2. The agricultural practice of burning straw is a major overlooked contributor to smog and air pollution in Chinese cities, say respiratory physicians from the Shanghai Jiao Tong University Affiliated Sixth People’s Hospital. Burning straw caused PM2.5 levels to reach 194 μg/m3 in Nanjing, which far exceeded the daily average maximum allowable concentration of 75 μg/m3, they note in the American Journal of Infection Control. The pollution is linked to respiratory illness and infections such as pneumonia, they say, and thus needs to be regulated.
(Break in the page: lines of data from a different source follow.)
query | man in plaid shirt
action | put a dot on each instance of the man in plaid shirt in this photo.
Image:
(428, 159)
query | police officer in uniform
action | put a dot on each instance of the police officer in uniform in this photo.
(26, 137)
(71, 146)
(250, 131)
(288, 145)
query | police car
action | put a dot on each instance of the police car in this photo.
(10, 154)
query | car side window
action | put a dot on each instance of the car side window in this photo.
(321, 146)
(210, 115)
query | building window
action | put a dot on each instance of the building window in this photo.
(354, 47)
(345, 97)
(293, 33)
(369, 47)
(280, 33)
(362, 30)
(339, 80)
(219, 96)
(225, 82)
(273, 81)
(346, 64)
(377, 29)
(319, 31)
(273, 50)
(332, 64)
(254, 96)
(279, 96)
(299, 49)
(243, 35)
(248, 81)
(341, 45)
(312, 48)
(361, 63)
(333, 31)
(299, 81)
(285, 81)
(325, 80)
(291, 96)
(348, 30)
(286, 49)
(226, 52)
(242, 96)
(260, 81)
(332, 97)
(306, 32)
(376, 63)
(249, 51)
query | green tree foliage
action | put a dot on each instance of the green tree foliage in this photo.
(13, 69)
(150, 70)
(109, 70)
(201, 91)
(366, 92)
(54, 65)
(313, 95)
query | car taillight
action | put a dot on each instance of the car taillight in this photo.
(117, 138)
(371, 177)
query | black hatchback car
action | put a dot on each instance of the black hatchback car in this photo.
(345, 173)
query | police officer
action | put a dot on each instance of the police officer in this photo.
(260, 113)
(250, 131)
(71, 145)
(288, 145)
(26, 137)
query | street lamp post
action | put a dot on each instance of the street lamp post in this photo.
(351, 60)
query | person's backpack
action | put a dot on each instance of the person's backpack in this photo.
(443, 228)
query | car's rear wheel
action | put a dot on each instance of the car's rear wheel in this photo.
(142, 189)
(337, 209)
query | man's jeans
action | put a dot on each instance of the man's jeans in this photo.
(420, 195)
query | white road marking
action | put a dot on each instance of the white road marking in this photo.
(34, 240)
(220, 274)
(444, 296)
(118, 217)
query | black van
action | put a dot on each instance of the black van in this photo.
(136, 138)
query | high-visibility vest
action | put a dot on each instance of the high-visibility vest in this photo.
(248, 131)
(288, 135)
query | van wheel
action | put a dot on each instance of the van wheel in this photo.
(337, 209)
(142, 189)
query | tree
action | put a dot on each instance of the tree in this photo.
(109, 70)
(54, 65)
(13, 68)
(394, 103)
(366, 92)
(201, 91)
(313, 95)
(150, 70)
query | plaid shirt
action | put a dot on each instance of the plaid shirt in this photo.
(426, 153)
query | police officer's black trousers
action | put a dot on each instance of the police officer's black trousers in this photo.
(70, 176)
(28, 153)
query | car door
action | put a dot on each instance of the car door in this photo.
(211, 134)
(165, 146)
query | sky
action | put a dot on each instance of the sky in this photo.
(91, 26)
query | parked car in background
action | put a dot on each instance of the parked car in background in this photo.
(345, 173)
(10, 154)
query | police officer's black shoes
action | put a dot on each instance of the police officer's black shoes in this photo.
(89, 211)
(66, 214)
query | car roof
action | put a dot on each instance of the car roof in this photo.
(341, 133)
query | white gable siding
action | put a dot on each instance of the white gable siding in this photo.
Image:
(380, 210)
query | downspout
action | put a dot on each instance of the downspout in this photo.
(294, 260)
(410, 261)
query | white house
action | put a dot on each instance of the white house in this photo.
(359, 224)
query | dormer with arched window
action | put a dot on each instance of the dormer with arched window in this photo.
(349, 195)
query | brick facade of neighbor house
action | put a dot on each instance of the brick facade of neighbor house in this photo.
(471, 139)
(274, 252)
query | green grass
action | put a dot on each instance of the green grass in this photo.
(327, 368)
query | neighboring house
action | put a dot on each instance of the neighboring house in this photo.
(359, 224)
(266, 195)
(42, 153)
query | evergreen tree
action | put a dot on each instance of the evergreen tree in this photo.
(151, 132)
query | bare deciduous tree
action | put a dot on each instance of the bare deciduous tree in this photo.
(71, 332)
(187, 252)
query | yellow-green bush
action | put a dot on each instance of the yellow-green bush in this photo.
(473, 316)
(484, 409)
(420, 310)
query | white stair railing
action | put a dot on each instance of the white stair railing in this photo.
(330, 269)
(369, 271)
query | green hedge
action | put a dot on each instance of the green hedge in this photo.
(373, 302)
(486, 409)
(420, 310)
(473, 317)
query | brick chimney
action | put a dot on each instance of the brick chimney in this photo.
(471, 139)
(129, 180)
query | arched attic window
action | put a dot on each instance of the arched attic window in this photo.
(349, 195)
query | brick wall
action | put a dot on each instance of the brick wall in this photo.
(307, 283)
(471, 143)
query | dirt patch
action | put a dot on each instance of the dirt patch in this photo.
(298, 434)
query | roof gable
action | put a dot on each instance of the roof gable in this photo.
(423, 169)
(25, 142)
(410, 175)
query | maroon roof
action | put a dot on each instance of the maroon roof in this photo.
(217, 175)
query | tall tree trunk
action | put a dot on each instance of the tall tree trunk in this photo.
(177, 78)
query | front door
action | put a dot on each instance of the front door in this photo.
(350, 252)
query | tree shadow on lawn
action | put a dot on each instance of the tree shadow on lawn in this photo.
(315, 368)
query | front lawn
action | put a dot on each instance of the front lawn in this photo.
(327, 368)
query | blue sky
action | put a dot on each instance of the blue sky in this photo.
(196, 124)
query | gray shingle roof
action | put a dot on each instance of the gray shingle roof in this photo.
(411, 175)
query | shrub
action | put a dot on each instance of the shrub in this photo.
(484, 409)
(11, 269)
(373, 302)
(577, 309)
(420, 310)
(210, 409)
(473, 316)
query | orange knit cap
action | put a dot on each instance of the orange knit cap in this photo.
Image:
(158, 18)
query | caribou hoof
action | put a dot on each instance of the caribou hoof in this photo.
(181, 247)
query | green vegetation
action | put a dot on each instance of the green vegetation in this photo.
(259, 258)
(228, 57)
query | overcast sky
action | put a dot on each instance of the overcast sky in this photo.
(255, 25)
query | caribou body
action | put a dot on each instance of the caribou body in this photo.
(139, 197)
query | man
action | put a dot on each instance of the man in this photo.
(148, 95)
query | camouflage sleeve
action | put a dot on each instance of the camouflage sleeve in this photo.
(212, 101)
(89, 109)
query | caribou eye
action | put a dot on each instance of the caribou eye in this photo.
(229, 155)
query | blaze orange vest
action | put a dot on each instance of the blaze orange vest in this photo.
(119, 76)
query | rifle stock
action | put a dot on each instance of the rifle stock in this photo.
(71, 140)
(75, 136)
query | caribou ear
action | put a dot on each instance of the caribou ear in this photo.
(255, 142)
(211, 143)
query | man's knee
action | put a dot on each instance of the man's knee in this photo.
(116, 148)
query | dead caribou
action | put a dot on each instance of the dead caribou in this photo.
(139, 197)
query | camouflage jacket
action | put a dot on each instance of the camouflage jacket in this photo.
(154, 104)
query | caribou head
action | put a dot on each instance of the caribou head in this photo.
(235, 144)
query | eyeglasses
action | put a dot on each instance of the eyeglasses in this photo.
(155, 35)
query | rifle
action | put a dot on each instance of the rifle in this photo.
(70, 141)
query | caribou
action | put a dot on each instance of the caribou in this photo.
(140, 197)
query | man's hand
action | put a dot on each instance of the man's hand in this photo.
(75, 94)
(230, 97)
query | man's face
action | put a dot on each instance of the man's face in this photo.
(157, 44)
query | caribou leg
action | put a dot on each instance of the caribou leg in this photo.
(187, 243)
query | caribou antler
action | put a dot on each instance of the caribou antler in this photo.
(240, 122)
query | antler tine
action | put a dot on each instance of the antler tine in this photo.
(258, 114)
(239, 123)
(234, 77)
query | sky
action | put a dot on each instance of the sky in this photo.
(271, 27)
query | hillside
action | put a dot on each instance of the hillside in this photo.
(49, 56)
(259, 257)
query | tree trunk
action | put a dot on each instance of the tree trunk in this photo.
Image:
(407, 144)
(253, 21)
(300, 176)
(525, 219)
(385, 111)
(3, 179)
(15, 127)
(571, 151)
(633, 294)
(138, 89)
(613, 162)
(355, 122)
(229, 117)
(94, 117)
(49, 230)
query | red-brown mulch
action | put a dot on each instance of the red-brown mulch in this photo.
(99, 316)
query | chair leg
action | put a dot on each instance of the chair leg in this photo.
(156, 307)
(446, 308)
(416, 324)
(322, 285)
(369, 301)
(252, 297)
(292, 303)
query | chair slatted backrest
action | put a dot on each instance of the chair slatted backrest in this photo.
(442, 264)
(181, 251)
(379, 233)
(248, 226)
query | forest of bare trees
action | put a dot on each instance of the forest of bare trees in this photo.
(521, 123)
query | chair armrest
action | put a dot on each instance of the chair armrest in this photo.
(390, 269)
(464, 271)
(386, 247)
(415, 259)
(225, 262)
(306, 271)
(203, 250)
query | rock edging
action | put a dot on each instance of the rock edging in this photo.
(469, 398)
3. China has a north-south divide when it comes to hypertension in children, a new review has found. shows. Children and adolescents in the north China have hypertension rates of 18% (Beijing) or 23% (Shandong) whereas those in South of China including Shanghai and Changsha have hypertension rates ranging from 3% to 11%, according to researchers from School of Public Health, Shandong University, Jinan. The higher prevalence of hypertension in the north might be due to higher dietary salt intake they say in the International Journal of Cardiology.
4. The inherited condition of highly-elevated cholesterol levels, familial hypercholesterolaemia, occurs in about one in 200 Chinese people but is rarely detected, a study from Jiangsu suggests. In a study of more than 9000 people they found that about 0.5% had the condition, which confers a very high risk of cardiovascular disease and early death. They suggest that screening to aid detection and family tracing is carried out by hospital cardiology departments.
5. Gastric cancers account for a fifth of all cancer deaths in China and are especially common in younger women, a study from Guangzhou has found. The review of more than 2000 cases of gastric cancer found that the malignancy was common in older men but was also frequently seen in women under the age of 40. Most patients had advanced stage disease at diagnosis, suggesting that better detection and treatment of early gastric cancer is needed.
6. Chinese children are at risk from inappropriate prescribing of medicines, say paediatricians in a letter to The Lancet this week. Dr Tang Wenchu and colleagues from the First People's Hospital of Huzhou University Medical College, Zhejiang, say about a third of medicines taken by children are indiscriminately prescribed, and children are also at risk because there are few paediatric formulations of medication in China. The lack of a national adverse drug reaction surveillance system also means that children may have side effects that are not acted on, they say.